Michigan State University was buried under a foot of snow Wednesday.
For some, a huge snowfall might bring joy. For most, the snow will hinder their day-to-day lives, but for essential workers, getting into work and completing their job does not stop no matter how much snow comes down.
That is exactly what happened on 2/2/2022.
On Wednesday, Jerry Wahl, a snowplow worker for MSU Infrastructure Planning and Facilities landscape services cracked, “5 a.m., yup, all the way to 10 p.m.”
Wahl and his crew were put to the test. Since the snow was heavier than normal, ice formed under the fluffiness of snowflakes on top, hindering the crew.
“The craziest thing that’s happened besides the lack of sleep, it was just really, really icy so we were just sliding around in parking lots,” said Wahl. “A couple of my guys had some minor fender benders and stuff. One hit a baler, one hit a car.”
But for MSU IPF landscape services employee John Conklin, his most important part of the day may not have been clearing the snow.
“There was a car stuck on the Harrison road train tracks and I actually got out and pushed him off the tracks.

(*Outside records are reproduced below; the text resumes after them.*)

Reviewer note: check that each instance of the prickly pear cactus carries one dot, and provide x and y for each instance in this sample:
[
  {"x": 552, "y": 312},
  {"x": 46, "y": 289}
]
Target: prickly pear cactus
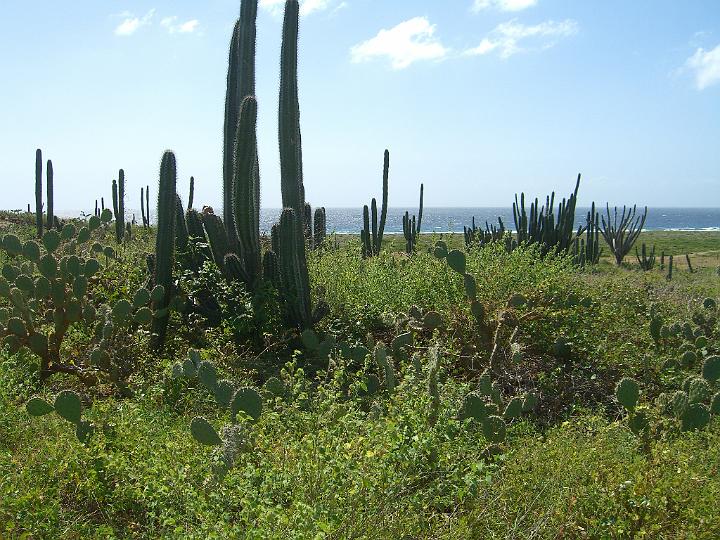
[
  {"x": 50, "y": 281},
  {"x": 245, "y": 406}
]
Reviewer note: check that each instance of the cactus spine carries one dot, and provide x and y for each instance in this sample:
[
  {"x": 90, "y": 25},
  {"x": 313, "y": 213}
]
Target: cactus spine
[
  {"x": 293, "y": 262},
  {"x": 240, "y": 84},
  {"x": 164, "y": 246},
  {"x": 38, "y": 193},
  {"x": 50, "y": 195}
]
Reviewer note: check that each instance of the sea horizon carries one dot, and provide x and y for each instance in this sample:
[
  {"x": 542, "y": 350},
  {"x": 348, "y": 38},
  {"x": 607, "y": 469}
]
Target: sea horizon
[{"x": 348, "y": 220}]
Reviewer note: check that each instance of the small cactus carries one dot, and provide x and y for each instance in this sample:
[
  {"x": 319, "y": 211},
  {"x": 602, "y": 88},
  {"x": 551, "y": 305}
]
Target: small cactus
[{"x": 627, "y": 392}]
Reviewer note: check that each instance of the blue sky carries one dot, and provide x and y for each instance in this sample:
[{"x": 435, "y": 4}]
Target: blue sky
[{"x": 478, "y": 99}]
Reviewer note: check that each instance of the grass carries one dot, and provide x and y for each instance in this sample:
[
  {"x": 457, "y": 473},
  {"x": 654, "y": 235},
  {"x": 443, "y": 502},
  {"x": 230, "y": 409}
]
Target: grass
[{"x": 327, "y": 461}]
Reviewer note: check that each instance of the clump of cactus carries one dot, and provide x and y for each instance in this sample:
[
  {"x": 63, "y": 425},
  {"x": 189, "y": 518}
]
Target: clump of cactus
[
  {"x": 372, "y": 233},
  {"x": 411, "y": 227},
  {"x": 542, "y": 226},
  {"x": 48, "y": 282},
  {"x": 646, "y": 260},
  {"x": 621, "y": 232},
  {"x": 457, "y": 261},
  {"x": 486, "y": 406},
  {"x": 144, "y": 206},
  {"x": 68, "y": 406},
  {"x": 477, "y": 237},
  {"x": 244, "y": 404},
  {"x": 118, "y": 195},
  {"x": 587, "y": 251}
]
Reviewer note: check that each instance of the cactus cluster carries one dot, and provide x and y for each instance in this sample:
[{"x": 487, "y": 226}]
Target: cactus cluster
[
  {"x": 457, "y": 260},
  {"x": 144, "y": 206},
  {"x": 244, "y": 404},
  {"x": 68, "y": 406},
  {"x": 477, "y": 237},
  {"x": 486, "y": 405},
  {"x": 645, "y": 260},
  {"x": 554, "y": 233},
  {"x": 587, "y": 251},
  {"x": 411, "y": 227},
  {"x": 118, "y": 195},
  {"x": 372, "y": 232},
  {"x": 48, "y": 286},
  {"x": 621, "y": 232}
]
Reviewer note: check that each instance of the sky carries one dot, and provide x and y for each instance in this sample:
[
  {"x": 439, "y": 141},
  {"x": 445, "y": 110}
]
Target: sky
[{"x": 478, "y": 99}]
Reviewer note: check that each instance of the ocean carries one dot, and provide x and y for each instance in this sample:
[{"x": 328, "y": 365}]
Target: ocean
[{"x": 444, "y": 220}]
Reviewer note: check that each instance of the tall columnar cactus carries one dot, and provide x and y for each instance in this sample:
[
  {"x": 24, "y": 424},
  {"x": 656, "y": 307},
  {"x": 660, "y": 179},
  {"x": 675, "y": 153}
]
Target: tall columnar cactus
[
  {"x": 553, "y": 233},
  {"x": 240, "y": 84},
  {"x": 181, "y": 230},
  {"x": 295, "y": 289},
  {"x": 307, "y": 222},
  {"x": 246, "y": 191},
  {"x": 320, "y": 227},
  {"x": 38, "y": 193},
  {"x": 119, "y": 221},
  {"x": 191, "y": 196},
  {"x": 142, "y": 207},
  {"x": 411, "y": 227},
  {"x": 292, "y": 255},
  {"x": 621, "y": 234},
  {"x": 372, "y": 233},
  {"x": 164, "y": 246},
  {"x": 50, "y": 194},
  {"x": 121, "y": 198}
]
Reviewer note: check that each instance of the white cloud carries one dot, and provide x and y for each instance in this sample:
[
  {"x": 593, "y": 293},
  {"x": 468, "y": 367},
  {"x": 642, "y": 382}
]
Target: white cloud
[
  {"x": 706, "y": 67},
  {"x": 511, "y": 37},
  {"x": 130, "y": 24},
  {"x": 172, "y": 26},
  {"x": 503, "y": 5},
  {"x": 406, "y": 43},
  {"x": 276, "y": 7}
]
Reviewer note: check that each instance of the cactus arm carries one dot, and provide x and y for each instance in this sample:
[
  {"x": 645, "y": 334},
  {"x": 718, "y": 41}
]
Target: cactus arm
[
  {"x": 164, "y": 245},
  {"x": 383, "y": 210},
  {"x": 245, "y": 183},
  {"x": 50, "y": 197},
  {"x": 38, "y": 193}
]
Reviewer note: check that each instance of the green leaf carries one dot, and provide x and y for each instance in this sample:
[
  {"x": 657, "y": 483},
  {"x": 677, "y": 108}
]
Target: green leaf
[
  {"x": 38, "y": 407},
  {"x": 494, "y": 429},
  {"x": 68, "y": 406},
  {"x": 247, "y": 400},
  {"x": 203, "y": 432},
  {"x": 51, "y": 240}
]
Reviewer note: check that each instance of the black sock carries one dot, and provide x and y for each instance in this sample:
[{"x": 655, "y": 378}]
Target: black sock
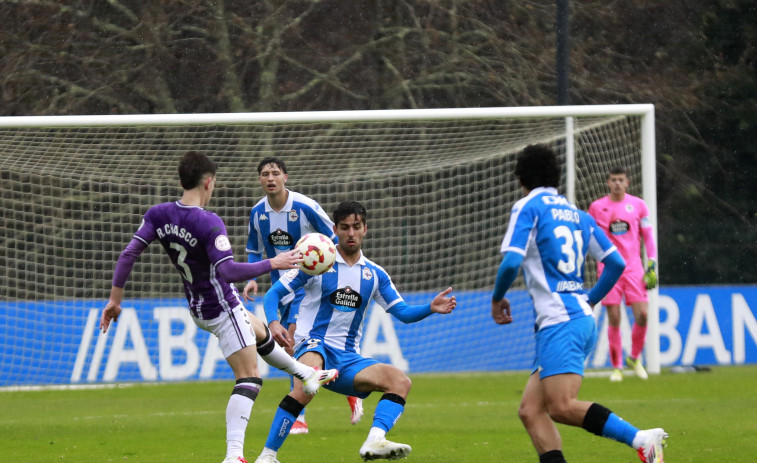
[{"x": 553, "y": 456}]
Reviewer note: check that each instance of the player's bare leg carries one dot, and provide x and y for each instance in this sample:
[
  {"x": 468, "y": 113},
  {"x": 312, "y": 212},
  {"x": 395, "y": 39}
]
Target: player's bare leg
[{"x": 533, "y": 414}]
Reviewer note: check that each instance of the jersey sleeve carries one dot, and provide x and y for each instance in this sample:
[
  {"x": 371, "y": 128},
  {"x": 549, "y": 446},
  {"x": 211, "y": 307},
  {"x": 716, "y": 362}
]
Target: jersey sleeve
[
  {"x": 386, "y": 294},
  {"x": 320, "y": 222},
  {"x": 600, "y": 245},
  {"x": 646, "y": 231},
  {"x": 146, "y": 231}
]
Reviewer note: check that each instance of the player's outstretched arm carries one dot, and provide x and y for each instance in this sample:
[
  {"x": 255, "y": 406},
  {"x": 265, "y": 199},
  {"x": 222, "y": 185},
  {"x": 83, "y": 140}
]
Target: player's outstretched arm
[
  {"x": 124, "y": 264},
  {"x": 286, "y": 260},
  {"x": 614, "y": 266},
  {"x": 112, "y": 309},
  {"x": 239, "y": 271},
  {"x": 501, "y": 311},
  {"x": 443, "y": 304}
]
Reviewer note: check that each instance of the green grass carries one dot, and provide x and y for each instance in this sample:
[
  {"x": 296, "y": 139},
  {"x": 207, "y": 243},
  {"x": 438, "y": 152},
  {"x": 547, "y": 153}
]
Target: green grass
[{"x": 450, "y": 418}]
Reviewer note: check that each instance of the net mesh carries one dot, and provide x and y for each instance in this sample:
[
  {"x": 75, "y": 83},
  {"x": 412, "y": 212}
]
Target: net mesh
[{"x": 438, "y": 195}]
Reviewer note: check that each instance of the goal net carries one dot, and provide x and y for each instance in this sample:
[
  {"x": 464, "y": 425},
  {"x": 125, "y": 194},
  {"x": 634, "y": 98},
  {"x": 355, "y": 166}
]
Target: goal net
[{"x": 438, "y": 186}]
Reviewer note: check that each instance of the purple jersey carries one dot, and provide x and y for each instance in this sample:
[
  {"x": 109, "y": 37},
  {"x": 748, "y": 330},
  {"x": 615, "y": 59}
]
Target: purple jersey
[{"x": 196, "y": 242}]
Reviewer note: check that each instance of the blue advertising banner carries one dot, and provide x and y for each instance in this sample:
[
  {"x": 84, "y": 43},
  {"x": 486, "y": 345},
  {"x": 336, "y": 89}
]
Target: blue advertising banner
[{"x": 156, "y": 340}]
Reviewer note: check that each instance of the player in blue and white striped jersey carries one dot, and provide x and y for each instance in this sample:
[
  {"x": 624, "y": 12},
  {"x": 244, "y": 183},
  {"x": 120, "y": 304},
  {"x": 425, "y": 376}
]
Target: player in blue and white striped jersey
[
  {"x": 329, "y": 328},
  {"x": 549, "y": 238},
  {"x": 277, "y": 222}
]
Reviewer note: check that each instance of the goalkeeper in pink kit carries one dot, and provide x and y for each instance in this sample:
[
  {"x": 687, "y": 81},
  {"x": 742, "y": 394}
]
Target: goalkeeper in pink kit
[{"x": 625, "y": 219}]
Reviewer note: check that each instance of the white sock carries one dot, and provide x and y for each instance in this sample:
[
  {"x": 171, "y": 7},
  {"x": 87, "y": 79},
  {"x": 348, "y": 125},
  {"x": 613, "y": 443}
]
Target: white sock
[
  {"x": 278, "y": 358},
  {"x": 375, "y": 434},
  {"x": 267, "y": 451},
  {"x": 238, "y": 412}
]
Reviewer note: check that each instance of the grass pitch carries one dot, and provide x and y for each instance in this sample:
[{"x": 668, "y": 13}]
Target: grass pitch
[{"x": 449, "y": 418}]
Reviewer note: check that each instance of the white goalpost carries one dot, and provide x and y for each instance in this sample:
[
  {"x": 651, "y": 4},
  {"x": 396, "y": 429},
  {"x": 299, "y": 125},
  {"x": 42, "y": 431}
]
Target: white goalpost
[{"x": 438, "y": 185}]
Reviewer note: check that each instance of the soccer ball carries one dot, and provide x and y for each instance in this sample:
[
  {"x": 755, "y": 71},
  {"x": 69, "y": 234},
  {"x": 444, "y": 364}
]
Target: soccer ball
[{"x": 318, "y": 252}]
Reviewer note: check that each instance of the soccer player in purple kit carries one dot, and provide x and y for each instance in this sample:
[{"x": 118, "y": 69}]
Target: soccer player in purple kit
[
  {"x": 549, "y": 238},
  {"x": 197, "y": 244},
  {"x": 625, "y": 219}
]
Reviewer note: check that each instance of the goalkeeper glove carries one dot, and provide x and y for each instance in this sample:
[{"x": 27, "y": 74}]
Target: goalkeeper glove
[{"x": 650, "y": 277}]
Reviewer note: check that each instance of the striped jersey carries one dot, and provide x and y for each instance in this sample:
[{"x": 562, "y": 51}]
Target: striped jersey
[
  {"x": 277, "y": 232},
  {"x": 554, "y": 237},
  {"x": 335, "y": 303},
  {"x": 196, "y": 242}
]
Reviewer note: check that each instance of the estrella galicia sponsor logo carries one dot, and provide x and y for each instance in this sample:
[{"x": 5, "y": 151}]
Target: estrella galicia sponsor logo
[
  {"x": 280, "y": 239},
  {"x": 619, "y": 227},
  {"x": 346, "y": 299}
]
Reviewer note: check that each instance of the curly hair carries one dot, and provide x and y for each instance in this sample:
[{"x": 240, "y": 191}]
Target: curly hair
[
  {"x": 537, "y": 166},
  {"x": 193, "y": 167}
]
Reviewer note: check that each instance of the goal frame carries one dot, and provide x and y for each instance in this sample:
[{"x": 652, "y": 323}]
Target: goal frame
[{"x": 644, "y": 111}]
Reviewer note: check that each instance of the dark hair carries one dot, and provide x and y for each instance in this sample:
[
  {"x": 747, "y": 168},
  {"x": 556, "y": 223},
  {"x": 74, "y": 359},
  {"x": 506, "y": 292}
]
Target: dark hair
[
  {"x": 617, "y": 170},
  {"x": 347, "y": 208},
  {"x": 537, "y": 166},
  {"x": 271, "y": 160},
  {"x": 193, "y": 167}
]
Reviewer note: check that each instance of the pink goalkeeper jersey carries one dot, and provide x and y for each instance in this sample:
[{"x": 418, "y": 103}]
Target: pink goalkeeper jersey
[{"x": 625, "y": 223}]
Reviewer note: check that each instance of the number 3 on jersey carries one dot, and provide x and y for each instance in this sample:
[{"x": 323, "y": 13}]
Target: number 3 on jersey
[
  {"x": 182, "y": 266},
  {"x": 572, "y": 249}
]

And then, as I was getting into my truck, the gates went down, so it was probably a good thing I stopped,” said Conklin.
Even though the storm was powerful and relentless, MSU essential workers found a way to take it with a smile.
“The best thing is the beautiful pictures everybody’s getting,” said MSU culinary service worker Dane Newport.
And because the snow made it tougher to get jobs done, that made work more satisfying.
“The best part was actually getting a foot of snow and moving it … it’s kinda cool when you drive to a road and it’s all snow covered, and then on your last pass you’re looking at it and say, ‘wow there was 6 inches of snow there and now there’s none, that’s cool,” said Conklin.